The Helsinki Collegium for Advanced Studies is hosting David Schlosberg as the Jane and Aatos Erkko Visiting Professor during the spring of 2024. Professor Schlosberg will give a public lecture at the University of Helsinki on February 8 at 4:15 pm.

Time: February 8, 4:15 pm

Venue: Metsätalo Hall 1 (Unioninkatu 40, ground floor)

Reception: after the lecture at the Helsinki Collegium for Advanced Studies (Fabianinkatu 24 A, 3rd floor)

(Recording of the lecture available on the HCAS Youtube Channel: https://youtu.be/CWHyIQt5DVc?si=BiR1rMwd33Yl2Pr_)

Abstract:

This talk will address how the increase in climate disruptions and converging crises can be understood as environmental and climate injustice. It addresses two different conceptual issues stemming from the climate and environmental crises – two distinct but intersecting claims on turbulence and justice in a very unsettled environment.

First, the reality of turbulence or disruption is a challenge to past ways of thinking about environmental disasters and resilience – through single or successive shocks or stressors. Climate change has created converging, overlapping, intersecting crises; it is the new constant, noted in popular terms like the ‘polycrisis’. Such crises are not simply multiple, however, but inherently material, visceral, and literally unsettling.
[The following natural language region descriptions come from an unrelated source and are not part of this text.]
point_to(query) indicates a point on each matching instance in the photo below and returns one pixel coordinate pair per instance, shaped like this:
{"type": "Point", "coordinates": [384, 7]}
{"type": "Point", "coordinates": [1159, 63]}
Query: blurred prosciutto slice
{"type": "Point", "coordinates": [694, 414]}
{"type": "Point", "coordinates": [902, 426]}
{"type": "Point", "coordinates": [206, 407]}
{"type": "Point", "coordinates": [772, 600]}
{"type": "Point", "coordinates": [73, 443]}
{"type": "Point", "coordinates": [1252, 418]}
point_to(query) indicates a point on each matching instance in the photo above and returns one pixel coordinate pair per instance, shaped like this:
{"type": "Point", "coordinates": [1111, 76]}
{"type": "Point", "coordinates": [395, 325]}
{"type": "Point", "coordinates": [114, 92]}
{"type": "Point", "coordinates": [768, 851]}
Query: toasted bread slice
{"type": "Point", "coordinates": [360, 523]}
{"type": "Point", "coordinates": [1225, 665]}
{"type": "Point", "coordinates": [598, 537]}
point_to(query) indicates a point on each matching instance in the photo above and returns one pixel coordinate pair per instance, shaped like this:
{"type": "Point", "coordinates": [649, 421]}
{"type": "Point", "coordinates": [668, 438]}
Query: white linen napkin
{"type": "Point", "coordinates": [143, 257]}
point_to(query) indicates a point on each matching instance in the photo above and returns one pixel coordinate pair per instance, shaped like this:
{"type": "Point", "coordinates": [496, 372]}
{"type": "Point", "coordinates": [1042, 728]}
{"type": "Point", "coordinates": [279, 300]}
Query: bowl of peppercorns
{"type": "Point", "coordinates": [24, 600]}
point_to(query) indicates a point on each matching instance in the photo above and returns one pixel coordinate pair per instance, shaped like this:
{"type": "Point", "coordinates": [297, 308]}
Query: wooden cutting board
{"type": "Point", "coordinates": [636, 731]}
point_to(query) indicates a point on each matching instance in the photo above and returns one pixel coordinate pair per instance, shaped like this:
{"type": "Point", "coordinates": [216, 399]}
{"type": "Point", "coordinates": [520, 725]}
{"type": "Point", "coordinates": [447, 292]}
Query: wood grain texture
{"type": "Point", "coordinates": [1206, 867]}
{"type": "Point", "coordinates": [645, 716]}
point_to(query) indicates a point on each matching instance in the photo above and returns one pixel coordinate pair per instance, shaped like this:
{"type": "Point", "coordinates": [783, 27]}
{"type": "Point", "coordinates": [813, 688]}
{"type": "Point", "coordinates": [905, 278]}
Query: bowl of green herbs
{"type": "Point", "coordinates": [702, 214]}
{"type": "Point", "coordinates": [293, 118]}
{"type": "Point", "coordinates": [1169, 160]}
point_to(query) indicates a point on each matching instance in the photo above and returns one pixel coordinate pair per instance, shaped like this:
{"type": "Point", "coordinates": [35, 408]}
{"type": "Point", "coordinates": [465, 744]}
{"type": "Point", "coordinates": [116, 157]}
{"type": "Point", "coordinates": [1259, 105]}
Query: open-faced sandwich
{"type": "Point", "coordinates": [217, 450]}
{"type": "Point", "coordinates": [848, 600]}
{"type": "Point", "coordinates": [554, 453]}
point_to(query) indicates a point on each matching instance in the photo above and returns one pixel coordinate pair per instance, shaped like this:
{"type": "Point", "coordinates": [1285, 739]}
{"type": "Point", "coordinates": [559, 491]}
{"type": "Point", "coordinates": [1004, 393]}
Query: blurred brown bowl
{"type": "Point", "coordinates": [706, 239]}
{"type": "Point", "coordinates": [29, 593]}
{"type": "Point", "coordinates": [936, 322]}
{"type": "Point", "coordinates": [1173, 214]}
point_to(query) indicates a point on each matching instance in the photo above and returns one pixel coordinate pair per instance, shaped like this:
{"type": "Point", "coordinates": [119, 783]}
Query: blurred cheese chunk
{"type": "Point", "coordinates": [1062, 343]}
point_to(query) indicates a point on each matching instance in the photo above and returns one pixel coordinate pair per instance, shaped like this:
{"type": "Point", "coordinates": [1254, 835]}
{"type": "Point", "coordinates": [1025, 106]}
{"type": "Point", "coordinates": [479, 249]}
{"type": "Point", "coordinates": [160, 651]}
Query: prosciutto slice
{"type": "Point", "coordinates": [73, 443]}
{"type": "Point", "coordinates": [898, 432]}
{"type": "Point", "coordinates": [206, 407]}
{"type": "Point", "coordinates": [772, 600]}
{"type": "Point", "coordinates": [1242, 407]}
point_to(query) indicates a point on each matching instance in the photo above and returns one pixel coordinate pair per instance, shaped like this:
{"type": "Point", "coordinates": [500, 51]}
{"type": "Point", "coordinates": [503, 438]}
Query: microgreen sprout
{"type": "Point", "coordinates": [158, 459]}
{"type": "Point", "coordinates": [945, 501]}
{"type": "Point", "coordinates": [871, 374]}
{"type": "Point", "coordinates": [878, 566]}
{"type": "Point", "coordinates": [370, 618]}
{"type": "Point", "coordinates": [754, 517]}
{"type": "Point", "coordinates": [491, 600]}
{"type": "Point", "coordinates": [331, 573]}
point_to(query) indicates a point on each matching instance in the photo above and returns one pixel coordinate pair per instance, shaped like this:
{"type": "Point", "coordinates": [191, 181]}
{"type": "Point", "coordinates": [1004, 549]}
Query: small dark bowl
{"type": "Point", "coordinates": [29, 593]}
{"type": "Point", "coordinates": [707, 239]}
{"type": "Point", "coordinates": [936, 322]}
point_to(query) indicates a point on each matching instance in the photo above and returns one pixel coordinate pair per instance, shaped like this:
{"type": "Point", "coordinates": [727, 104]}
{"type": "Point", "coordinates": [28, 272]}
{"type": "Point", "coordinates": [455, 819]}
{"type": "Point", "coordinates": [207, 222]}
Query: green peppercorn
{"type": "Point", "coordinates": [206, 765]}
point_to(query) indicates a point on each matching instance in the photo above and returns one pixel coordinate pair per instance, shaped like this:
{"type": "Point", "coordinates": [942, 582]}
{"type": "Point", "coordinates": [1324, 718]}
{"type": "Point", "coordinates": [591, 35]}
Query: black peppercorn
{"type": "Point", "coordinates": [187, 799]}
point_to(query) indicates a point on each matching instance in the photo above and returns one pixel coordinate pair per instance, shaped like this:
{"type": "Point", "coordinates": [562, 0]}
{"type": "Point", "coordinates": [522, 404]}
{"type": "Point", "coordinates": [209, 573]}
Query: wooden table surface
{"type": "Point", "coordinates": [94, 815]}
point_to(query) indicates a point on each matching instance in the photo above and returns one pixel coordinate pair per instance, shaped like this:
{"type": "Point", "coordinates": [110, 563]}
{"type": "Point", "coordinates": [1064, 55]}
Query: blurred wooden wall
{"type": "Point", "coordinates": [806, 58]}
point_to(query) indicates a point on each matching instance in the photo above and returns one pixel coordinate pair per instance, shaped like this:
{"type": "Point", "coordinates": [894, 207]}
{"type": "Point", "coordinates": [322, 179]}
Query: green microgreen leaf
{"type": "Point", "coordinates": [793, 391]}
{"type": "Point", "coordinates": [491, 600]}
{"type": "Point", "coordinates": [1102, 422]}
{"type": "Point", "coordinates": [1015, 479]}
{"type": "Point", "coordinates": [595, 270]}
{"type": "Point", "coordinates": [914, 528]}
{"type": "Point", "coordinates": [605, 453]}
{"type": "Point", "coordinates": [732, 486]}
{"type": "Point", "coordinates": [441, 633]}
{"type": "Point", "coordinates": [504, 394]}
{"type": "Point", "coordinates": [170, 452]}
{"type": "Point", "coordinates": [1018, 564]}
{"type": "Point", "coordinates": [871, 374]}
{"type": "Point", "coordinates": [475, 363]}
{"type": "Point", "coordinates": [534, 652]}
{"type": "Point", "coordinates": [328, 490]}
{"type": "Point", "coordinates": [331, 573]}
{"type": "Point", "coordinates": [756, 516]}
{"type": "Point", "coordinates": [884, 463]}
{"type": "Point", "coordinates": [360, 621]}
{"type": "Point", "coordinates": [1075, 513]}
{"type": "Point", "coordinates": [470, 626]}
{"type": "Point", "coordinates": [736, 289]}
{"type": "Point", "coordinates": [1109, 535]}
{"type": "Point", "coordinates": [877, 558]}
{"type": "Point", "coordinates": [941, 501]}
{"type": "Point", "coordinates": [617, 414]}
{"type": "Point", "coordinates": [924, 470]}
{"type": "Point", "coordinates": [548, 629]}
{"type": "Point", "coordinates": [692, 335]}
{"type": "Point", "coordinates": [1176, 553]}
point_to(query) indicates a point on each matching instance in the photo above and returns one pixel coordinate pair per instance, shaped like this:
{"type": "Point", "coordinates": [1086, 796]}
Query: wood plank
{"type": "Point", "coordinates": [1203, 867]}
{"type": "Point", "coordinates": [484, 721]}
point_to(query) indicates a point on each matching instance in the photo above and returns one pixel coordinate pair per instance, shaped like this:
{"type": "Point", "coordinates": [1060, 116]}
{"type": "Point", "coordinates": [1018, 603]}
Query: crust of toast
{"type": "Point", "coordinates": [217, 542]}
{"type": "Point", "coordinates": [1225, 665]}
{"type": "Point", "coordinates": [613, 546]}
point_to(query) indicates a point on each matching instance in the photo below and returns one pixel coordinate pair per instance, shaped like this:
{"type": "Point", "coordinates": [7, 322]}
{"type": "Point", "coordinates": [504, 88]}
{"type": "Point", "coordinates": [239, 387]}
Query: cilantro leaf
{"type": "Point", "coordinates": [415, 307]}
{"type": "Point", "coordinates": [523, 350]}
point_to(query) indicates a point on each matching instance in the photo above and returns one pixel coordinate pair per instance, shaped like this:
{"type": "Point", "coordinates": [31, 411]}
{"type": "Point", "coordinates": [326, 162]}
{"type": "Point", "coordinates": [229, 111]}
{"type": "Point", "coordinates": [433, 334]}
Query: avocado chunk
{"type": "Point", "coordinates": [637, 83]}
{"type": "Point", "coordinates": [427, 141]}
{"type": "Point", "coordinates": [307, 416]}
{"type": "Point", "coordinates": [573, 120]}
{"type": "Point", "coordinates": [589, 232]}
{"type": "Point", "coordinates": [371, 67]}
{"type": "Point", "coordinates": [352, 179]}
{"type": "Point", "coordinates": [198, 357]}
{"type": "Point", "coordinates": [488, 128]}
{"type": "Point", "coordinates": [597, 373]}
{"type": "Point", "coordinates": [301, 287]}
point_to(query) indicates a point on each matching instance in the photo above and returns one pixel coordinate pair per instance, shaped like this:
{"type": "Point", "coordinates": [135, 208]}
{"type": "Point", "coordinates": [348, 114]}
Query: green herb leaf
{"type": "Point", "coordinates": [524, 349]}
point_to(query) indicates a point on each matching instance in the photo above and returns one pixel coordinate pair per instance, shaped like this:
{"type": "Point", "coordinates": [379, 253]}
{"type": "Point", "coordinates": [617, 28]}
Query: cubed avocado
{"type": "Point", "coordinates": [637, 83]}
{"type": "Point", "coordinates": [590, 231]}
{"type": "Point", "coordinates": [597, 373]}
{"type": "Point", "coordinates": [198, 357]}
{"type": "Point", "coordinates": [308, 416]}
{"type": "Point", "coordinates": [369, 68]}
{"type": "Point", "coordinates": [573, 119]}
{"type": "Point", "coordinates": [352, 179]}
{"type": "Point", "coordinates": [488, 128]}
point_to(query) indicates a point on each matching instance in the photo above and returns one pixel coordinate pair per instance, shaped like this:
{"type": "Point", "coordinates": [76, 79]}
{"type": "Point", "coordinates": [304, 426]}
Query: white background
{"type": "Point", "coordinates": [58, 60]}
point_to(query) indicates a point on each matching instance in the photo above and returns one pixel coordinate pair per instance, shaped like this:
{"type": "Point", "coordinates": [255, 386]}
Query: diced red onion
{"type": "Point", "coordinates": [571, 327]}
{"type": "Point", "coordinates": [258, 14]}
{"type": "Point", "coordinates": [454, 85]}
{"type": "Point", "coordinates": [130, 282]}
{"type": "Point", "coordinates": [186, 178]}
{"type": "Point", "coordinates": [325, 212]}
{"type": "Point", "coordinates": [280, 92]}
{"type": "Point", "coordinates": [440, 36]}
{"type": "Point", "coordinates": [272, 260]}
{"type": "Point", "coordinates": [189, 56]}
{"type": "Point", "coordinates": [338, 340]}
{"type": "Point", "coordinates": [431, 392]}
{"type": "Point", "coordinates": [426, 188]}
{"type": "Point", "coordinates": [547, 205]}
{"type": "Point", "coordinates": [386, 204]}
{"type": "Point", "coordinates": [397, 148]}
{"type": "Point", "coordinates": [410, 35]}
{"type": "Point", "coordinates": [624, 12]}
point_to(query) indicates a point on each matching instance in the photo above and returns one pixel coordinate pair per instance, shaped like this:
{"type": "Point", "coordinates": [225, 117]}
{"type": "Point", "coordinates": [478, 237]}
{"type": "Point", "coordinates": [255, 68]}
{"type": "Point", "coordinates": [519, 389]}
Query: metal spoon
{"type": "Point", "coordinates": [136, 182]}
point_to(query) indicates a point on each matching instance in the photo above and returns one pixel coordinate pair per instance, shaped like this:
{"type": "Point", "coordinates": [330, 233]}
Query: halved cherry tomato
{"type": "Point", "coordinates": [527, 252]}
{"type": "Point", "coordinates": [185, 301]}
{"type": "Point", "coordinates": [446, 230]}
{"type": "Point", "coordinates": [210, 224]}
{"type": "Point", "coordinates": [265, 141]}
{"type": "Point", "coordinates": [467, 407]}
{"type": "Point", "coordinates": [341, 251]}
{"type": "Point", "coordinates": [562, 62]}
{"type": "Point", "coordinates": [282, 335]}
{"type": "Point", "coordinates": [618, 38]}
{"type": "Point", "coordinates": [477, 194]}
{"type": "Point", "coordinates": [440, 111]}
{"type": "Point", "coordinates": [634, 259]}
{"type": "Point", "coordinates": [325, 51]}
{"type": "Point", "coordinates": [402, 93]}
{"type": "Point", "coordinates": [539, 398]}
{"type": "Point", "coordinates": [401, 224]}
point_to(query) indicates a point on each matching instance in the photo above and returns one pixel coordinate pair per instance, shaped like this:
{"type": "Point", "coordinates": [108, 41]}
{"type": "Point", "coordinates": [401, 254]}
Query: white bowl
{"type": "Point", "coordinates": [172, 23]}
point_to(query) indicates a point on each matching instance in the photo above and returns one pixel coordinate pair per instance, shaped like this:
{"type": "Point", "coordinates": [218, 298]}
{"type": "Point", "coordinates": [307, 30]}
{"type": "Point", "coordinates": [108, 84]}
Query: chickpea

Second, given that growing experience of constant turbulence, disruption, and unsettling of place, how do we need to rethink and understand environmental injustice, climate injustice, multispecies injustice? What is unjust about turbulence and disruption – the constant disruption and displacement of connections to place, to species, to immersive and entangled environments?

I close with two provocations about turbulence. On the one hand, I ask how a climate change that literally unsettles settler countries might not be considered only unjust. The second provocation is a question about the impact of turbulence on democratic engagement and practice – can democratic innovations address the injustices of being constantly unsettled, or will such turbulence add to the illiberal challenges facing democratic values and practice?

Bio:

David Schlosberg is Director of the Sydney Environment Institute and Professor of Environmental Politics at the University of Sydney, and currently the Erkko Visiting Professor of Studies in Contemporary Society at the Helsinki Collegium for Advanced Studies. Schlosberg’s main theoretical interests are in environmental politics, environmental movements, and political theory, and in particular the intersection of the three with his groundbreaking work on environmental, ecological, and multispecies justice. His other theoretical interests are in climate justice, climate adaptation and resilience, and environmental movements and the practices of everyday life. Professor Schlosberg’s more applied work includes justice in adaptation and resilience planning, the social impacts of climate change, and community-based food movements and policy. He is the author, co-author, and co-editor of numerous books, including Defining Environmental Justice (Oxford, 2007), Sustainable Materialism: Environmental Movements and the Politics of Everyday Life (Oxford 2019), and the forthcoming Institutionalising Multispecies Justice (Cambridge 2024).  His articles are on the top-ten cited list of numerous journals in political theory and environmental politics.

Contact:

HCAS research coordinator, Kaisa Kaakinen, at: kaisa.kaakinen@helsinki.fi

About the Jane and Aatos Erkko Visiting Professorship:

The Jane and Aatos Erkko Foundation donated 2.92 million euros to the University of Helsinki Funds in 2008 for the establishment of a visiting professorship in studies on contemporary society at the Helsinki Collegium for Advanced Studies. The research emphasis of the professorship lies on issues concerning social justice.